Nutrition Per Serving
- Calories: 350
- Protein: 12g
- Fat: 14g
- Carbs: 38g
- Fiber: 5g
- Sugar: 6g
- Sodium: 800mg
- Cholesterol: 45mg
- Sat. Fat: 7g
Nutritional values are estimates only. Actual values may vary by brand and portion size.
Summer Corn and Zucchini Chowder FAQs
Yes, it can be made up to 2 days ahead. Store in the fridge and reheat when ready to serve.
Overcooking the zucchini can release too much water, making the chowder watery. Keep an eye on it and remove from heat as soon as it's tender.
Yes, it freezes well for up to 3 months. Thaw overnight in the fridge before reheating.

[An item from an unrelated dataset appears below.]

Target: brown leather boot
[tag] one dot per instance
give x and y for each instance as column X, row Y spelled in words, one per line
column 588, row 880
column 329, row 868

Add a diced jalapeño when cooking the onions and garlic for a spicy version.
This chowder pairs well with a simple green salad, crusty bread, or my **Lemon Raspberry Bars** for dessert.
A Warm Final Note
I can’t wait for you to try Summer Corn and Zucchini Chowder and see how effortlessly it comes together. When you make it, pop back here and leave a rating or share how it turned out — I love hearing from you!